I was able to speak with the Director of the BMW facility and also our tour guide about what makes BMW Greenville successful from a management and employee perspective:

1. Team Work.  Everyone works in teams and relies on their team, they also trust that their team members are doing their job properly, so that they can do theirs.  They do their job and don’t over reach into another team members work.

2.The Team members feel respected.  The management gives them breaks, good benefits, and good pay.  They feel respected and this leads to only a 3% overturn annually.  That is a lot of people when you look at having 8,000 employees, but very small in an industrial field.

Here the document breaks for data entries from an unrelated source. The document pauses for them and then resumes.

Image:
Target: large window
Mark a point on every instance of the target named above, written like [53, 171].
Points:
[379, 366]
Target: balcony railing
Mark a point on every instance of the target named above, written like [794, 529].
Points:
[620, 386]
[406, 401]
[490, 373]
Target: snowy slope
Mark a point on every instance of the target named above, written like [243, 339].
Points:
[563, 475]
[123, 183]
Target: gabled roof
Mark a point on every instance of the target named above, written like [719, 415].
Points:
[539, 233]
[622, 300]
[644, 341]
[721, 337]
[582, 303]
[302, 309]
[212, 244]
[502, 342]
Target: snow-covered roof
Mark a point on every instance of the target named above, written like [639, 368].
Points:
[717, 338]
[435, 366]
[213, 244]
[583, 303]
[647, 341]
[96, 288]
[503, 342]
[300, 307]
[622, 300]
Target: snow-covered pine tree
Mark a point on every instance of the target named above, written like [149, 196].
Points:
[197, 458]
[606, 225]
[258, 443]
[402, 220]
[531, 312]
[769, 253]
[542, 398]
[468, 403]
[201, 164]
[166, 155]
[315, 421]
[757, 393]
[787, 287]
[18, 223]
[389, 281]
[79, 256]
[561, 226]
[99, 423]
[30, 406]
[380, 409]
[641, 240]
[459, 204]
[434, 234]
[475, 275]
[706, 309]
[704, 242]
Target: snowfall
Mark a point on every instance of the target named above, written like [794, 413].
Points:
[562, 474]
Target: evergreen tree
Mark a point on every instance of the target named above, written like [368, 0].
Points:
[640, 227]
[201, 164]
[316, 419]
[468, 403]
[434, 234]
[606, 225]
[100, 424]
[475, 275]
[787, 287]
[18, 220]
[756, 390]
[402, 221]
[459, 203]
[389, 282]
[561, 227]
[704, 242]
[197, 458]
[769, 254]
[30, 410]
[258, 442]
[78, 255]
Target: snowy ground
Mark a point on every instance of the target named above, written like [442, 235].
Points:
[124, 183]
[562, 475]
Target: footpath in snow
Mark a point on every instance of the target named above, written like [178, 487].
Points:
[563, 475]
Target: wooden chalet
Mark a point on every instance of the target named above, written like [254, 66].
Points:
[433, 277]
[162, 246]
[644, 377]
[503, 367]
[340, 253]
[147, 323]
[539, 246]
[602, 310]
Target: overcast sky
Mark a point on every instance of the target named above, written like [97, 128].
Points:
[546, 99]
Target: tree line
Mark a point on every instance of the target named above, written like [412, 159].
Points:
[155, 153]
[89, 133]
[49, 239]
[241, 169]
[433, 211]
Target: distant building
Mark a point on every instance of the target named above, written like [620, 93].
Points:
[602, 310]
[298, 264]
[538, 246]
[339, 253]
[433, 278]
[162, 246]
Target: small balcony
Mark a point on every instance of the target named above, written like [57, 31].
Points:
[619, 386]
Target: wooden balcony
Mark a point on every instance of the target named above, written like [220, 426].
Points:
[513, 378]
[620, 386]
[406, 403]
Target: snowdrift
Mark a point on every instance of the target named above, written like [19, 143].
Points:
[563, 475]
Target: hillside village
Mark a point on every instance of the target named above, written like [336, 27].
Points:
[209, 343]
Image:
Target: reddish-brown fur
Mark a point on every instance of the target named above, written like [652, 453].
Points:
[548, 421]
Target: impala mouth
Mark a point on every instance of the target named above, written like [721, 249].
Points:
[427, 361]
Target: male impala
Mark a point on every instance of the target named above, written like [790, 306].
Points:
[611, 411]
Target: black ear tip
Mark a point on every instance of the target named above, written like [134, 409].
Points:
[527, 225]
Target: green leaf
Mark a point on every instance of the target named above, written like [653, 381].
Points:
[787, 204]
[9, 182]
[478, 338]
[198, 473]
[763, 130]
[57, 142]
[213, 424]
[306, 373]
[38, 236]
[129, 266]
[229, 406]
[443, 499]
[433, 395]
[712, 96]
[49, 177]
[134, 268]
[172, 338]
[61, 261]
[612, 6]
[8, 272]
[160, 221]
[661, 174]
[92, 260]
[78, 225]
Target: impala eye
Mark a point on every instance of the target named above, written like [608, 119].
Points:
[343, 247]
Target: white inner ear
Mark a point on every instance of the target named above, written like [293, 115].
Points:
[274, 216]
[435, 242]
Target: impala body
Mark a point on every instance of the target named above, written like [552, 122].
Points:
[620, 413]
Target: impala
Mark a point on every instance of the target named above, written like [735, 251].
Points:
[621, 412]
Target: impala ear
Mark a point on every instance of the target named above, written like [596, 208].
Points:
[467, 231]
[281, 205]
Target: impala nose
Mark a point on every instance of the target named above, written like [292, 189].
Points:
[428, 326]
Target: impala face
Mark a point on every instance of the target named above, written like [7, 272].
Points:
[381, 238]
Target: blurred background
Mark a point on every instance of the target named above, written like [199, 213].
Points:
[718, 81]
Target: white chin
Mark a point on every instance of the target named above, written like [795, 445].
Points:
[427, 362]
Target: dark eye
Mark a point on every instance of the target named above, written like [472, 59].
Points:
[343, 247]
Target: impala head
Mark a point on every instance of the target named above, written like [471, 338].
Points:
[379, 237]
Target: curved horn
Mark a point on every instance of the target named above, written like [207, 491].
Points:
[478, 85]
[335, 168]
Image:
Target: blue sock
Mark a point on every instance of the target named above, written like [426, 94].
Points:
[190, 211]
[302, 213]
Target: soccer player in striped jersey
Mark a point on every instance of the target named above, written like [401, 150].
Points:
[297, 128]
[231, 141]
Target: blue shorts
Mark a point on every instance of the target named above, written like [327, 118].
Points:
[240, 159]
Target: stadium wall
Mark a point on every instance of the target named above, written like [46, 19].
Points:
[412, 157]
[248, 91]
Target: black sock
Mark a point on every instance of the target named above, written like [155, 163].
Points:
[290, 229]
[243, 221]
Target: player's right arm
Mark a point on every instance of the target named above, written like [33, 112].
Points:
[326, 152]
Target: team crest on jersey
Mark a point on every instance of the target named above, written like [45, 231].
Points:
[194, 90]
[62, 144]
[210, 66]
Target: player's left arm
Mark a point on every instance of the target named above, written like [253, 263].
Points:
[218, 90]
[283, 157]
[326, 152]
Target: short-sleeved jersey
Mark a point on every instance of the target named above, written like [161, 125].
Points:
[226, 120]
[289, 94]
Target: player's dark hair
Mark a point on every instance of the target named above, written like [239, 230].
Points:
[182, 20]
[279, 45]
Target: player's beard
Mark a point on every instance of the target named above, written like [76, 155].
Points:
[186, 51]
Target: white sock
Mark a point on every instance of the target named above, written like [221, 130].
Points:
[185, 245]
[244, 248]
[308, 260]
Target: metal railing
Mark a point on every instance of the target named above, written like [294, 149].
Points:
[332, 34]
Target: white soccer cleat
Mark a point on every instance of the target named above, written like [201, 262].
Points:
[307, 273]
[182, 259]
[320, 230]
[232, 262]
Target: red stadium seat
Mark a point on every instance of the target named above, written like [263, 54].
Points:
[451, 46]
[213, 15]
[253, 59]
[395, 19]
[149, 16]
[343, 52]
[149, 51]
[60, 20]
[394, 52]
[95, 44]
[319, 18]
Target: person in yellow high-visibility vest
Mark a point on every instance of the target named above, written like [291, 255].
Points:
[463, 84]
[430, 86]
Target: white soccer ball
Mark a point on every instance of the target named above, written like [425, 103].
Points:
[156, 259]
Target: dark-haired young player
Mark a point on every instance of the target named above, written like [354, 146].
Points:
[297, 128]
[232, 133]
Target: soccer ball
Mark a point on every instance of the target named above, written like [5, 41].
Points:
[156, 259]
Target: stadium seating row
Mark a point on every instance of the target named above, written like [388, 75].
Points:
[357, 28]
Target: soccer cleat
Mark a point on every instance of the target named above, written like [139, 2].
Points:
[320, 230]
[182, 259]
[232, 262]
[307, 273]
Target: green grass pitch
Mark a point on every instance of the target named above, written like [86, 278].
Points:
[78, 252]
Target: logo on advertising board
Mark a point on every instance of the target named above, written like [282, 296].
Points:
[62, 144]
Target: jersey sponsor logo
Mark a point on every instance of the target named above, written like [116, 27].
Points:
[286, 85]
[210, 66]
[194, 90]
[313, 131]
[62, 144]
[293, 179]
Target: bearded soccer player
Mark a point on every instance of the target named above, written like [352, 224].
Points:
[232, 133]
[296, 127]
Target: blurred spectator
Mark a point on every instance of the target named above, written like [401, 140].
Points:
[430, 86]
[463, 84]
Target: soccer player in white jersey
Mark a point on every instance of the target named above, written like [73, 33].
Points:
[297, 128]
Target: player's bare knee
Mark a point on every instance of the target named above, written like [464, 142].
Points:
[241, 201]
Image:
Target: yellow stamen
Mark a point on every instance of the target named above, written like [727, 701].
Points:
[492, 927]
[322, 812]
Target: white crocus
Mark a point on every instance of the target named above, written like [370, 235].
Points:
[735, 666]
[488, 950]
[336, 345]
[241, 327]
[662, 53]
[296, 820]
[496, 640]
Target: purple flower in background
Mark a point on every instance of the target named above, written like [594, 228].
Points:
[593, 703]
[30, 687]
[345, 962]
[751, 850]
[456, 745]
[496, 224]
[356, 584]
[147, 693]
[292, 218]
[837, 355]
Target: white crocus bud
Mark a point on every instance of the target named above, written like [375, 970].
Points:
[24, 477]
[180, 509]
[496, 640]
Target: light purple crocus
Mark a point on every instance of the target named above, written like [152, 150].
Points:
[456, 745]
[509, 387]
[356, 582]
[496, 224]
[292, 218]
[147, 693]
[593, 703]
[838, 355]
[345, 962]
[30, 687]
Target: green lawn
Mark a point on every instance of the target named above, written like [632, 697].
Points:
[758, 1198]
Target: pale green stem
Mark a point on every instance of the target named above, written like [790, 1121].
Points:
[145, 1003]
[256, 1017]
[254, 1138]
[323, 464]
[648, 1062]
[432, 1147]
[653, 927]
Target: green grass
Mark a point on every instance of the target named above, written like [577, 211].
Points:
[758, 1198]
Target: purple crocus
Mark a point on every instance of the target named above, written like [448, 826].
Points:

3. Keep the work space clean and organized.  The tour guide said that this helps led to efficiency and safety, but most strikingly comfort.  She stated that it is nice to walk in to a clean space with light and no clutter.

4. The importance of cross-training, shifts, and breaks.  The employees at BMW work four, two hours shifts with breaks in between. Each two hours they shift locations.  For the employee that means they have four breaks too mentally recover and prepare for the upcoming shift.  For the management, that means they have a team that is efficient in what they do and are cross trained in four different skills.  That way if someone does leave position, they can fill the vacancy immediately in house.

5.  Managers help, they don’t do.  The team has a rope they literally pull if they need help from the manager.  Beyond that the managers job is to supervise and train – they do not do.  There is no micromanaging.  Just like the teams themselves, the manager trusts his team and in turn the team trusts the manager to be there when needed.

What an amazing learning experience from two SC industries that have really helped set the tone for the economic force South Carolina has become.  Thank you for the opportunity to learn and hopefully apply these skills to make Goldfinch Winslow Law Firm the X factor for our clients and team members.